Stretched 2.0 times at °C, R1 = 510 nm, θ1.10
A birefringent film having a diameter of 41.3° and a thickness of 76 μm was obtained. In addition, a polystyrene film was stretched 2.0 times at 127°C by a longitudinal uniaxial stretching method, R2 = 82 nm, θ1
．． A birefringent film having 10=41.0° and a thickness of 134 μm was obtained. When these two films were laminated so that their slow axes were in the same direction, R' = 588 nm.
, θ1.10=45.0°, a retardation plate with good viewing angle characteristics was obtained.

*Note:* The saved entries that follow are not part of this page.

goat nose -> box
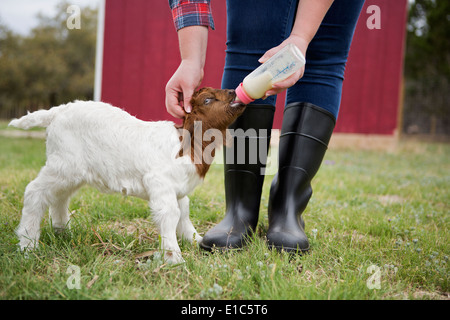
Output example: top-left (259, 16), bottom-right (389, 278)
top-left (227, 89), bottom-right (235, 95)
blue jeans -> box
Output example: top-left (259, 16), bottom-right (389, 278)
top-left (221, 0), bottom-right (365, 119)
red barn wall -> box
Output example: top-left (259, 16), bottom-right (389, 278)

Comparative Example 1 A transparent polycarbonate film was stretched by longitudinal uniaxial stretching.
A birefringent film was obtained by stretching 1.8 times at 98°C. This film has R=437nm and θ1.10=41.0
It was °.

Comparative Example 2 Polycarbonate film was stretched to 20% by tenter stretching method.
A birefringent film was obtained by stretching 2.5 times at 0°C. This film has R=590nm and θ1.10=31.9°
Met.

[Brief explanation of drawings]

FIG. 1 is a vertical cross-sectional view showing the structure of an example of a retardation plate according to the present invention.

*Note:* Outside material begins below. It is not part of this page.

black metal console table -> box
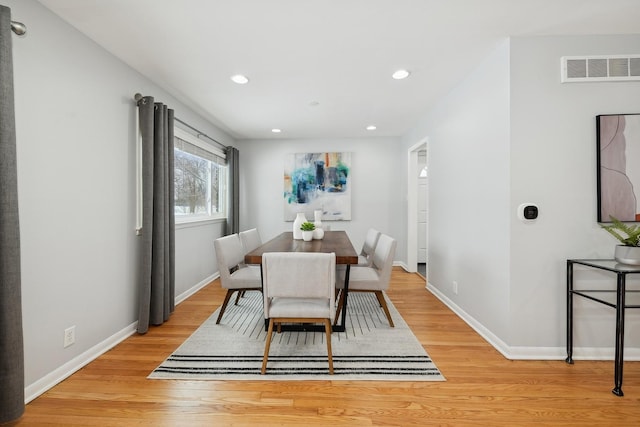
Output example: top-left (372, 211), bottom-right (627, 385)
top-left (566, 259), bottom-right (640, 396)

FIG. 2 is a vertical cross-sectional view showing an example of an STN liquid crystal display device using a retardation plate according to the present invention.

[Explanation of symbols]

1. Birefringent polymer film with positive refractive index anisotropy2. Birefringent polymer film having negative refractive index anisotropy3. Adhesive or adhesive4. Retardation plate 5. Polarizing plate 6. STN liquid crystal cell

Claims (3)

[Claims] [Claim 1] A birefringent film having optically positive refractive index anisotropy and a birefringent film having negative refractive index anisotropy are arranged so that the slow axes in each film plane are in the same direction. A retardation plate obtained by laminating layers so that [Claim 2] The ratio of retardation (R0) measured from the vertical direction of the film surface to retardation (R) measured from the direction tilted by θ degrees from the vertical axis with the slow axis as the rotation axis (R/R0). ) is 1.10 (θ1
．． 10) is a birefringent film having a positive refractive index anisotropy with a uniaxial orientation of 37° or more and 42° or less, and a retardation (R
0) and the retardation (R) measured from a direction tilted by θ degrees from the vertical axis with the fast axis as the rotation axis (R/
The angle (θ1.10) at which R0 ) is 1.10 is 37
2. The retardation plate according to claim 1, characterized in that a birefringent film having negative refractive index anisotropy and uniaxial orientation of .degree. or more and 42.degree. or less is used. 3. A liquid crystal display device comprising a stack of retardation plates according to claim 1.